Hong Kong during the day is a horse of a different color. It’s part concrete jungle, part lush green subtropics. Victoria Harbour figures prominently into the landscape from anywhere on the Island or from TST, where many of the cultural buildings sit. And the city is full of little crooked alleyways, multi-storey markets and little cubby-hole restaurants tucked along the slanted streets. Hong Kong Island is a city of hills, in much the same way that San Francisco is. In fact, it’s home to the (let’s see if I can get this right) longest outdoor covered escalator system in the world, also known as the Travelator or the Central-Mid-Levels Escalator.
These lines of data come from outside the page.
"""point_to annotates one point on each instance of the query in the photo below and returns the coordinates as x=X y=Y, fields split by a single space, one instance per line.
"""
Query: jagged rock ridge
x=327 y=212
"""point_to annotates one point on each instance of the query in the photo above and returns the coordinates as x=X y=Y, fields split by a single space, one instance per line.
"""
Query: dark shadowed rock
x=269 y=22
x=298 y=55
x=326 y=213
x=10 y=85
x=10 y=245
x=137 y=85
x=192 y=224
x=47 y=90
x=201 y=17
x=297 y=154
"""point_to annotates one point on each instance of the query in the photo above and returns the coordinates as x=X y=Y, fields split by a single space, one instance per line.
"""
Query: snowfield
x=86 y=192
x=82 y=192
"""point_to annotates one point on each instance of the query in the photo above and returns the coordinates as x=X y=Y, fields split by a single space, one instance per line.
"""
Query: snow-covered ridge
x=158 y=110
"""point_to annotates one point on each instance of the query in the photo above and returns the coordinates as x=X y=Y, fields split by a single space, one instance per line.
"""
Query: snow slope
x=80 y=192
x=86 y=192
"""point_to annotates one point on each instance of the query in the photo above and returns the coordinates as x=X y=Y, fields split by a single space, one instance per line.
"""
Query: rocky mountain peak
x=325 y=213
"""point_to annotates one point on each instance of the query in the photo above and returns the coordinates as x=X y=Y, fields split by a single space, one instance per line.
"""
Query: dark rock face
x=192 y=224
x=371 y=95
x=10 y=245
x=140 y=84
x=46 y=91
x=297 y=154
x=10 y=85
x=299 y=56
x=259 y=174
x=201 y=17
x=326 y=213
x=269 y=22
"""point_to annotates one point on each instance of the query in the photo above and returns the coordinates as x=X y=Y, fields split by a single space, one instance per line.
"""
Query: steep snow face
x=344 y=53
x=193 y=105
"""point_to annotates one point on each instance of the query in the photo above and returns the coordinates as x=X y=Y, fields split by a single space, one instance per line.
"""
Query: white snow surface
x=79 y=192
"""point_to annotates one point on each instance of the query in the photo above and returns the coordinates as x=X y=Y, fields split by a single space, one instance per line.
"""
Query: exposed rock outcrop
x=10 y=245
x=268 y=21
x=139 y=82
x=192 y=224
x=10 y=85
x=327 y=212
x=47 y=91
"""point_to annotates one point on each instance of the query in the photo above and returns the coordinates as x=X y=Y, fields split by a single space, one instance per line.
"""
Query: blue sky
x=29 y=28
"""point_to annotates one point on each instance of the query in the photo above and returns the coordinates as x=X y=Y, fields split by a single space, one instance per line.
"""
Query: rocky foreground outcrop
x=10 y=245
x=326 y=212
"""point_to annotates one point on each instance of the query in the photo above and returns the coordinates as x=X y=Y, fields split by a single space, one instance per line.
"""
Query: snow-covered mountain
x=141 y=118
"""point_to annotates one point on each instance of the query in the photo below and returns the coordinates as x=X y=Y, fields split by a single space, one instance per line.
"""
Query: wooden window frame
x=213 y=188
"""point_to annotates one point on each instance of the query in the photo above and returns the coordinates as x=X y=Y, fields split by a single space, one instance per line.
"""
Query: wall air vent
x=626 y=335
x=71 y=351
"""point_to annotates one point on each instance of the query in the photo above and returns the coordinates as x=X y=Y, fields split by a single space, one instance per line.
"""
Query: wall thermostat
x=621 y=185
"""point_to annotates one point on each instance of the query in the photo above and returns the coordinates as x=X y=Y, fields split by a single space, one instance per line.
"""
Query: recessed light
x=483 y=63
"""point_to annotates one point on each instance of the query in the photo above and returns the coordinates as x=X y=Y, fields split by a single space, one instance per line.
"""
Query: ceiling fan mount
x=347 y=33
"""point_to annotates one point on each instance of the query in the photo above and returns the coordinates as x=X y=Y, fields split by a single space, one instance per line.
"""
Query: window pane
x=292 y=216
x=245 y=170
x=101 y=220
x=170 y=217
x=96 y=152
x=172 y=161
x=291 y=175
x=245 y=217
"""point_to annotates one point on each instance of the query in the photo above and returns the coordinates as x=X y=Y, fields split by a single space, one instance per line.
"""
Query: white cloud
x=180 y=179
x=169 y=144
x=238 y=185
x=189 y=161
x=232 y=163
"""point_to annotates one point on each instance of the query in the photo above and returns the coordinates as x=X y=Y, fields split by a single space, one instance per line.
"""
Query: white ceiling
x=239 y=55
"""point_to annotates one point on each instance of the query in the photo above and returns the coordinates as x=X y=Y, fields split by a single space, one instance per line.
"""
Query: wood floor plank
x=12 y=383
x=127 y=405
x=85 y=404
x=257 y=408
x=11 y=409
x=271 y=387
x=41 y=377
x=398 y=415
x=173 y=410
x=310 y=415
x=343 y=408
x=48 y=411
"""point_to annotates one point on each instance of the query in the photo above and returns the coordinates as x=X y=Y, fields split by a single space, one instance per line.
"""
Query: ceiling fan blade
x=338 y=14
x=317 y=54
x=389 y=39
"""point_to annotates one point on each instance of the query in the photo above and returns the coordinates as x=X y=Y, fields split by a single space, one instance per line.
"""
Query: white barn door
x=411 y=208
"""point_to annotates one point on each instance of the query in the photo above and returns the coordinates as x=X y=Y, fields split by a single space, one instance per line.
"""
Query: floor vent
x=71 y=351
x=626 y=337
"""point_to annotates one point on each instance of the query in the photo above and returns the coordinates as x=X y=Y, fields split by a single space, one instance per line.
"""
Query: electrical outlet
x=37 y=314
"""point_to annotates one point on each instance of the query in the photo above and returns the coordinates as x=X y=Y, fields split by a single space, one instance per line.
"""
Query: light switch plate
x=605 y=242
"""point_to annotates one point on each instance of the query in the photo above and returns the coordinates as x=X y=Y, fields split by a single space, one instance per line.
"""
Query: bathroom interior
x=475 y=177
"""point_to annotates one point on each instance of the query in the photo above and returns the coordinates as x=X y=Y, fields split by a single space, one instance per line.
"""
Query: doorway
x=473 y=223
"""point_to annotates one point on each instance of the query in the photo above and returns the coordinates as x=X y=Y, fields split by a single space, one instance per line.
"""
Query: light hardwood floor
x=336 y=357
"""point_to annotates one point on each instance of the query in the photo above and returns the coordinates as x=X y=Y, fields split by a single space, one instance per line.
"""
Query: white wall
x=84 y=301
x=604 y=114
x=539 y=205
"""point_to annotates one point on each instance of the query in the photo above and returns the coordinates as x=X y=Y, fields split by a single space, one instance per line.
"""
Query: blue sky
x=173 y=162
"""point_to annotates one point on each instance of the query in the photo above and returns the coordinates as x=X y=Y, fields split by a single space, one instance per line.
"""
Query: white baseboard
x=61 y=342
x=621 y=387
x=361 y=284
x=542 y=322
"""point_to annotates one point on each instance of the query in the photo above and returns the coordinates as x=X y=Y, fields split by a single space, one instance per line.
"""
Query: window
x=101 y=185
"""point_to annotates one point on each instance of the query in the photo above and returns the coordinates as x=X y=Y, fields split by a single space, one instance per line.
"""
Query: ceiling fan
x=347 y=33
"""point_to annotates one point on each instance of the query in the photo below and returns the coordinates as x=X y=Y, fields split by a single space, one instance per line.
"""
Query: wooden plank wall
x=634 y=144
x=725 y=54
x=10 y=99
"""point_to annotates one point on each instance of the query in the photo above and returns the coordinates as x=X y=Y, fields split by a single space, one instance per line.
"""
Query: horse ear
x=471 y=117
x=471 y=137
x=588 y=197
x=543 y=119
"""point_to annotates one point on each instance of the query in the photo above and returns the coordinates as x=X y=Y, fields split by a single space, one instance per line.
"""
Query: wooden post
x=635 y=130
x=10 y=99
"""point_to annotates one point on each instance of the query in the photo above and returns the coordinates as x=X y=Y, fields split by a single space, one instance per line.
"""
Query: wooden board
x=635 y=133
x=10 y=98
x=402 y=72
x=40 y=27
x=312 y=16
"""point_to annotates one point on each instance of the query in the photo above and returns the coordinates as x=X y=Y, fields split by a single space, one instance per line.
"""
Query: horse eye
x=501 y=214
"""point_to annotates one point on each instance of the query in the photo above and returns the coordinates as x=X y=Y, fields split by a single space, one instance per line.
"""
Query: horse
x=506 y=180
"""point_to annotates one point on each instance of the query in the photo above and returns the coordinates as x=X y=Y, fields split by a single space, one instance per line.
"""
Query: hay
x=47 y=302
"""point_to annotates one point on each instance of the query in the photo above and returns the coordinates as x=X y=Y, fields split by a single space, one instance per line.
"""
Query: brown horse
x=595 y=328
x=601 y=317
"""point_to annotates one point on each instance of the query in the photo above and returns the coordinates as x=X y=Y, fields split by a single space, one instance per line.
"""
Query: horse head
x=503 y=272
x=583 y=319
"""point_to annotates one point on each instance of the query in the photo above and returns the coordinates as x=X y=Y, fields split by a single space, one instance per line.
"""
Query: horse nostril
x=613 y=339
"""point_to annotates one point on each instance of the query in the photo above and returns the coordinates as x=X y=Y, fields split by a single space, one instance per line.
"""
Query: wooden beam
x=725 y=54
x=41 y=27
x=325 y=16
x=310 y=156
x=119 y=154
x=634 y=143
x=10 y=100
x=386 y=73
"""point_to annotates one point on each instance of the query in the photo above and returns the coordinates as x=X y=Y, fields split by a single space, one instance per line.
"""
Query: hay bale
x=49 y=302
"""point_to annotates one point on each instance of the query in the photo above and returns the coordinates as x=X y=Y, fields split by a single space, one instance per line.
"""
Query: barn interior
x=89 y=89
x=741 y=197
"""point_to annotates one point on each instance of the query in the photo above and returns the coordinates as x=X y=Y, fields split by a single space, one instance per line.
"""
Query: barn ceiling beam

The system of escalators connects Central district, at the bottom of the hill, to SoHo at the midlevels, to Western at the top; it crosses a number of streets on the way up and there is an entrance to the Travelator at each crossing.
Get this: the escalators run downhill for the morning commuters from the top of the hill, and uphill the rest of the day. Wicked. They run a total of about 800 meters, and according to Wikipedia takes about 20 minutes to travel all the way up; or, as the locals put it, you can start drinking a large bottle of beer at a leisurely pace at the bottom, and finish before even reaching the top.
Central, as I briefly mentioned, is sort of the main downtown area; it’s where a lot of the good shopping lives. SoHo, just above it, is home to many boutiques and bistros, a couple of hookah bars and some really fantastic cocktails.
I haven’t done too much exploring on the mainland side, beyond TST (which will be making an appearance in the next Hong Kong post) and Tseun Wan, where I spent that fateful and frustrating afternoon trying to post money home. Grr. Tseun Wan, which is definitely outside the city center, is definitely a little bit different-feeling Hong Kong. The signs are still in English, and the cars still drive on the opposite side of the road, but you don’t see as many foreigners and it’s more open-air markets and less malls.
Speaking of the next Hong Kong post, I’m going to wrap up here with this abominable word count and let you rest your eyes. I’ll be back (soon!).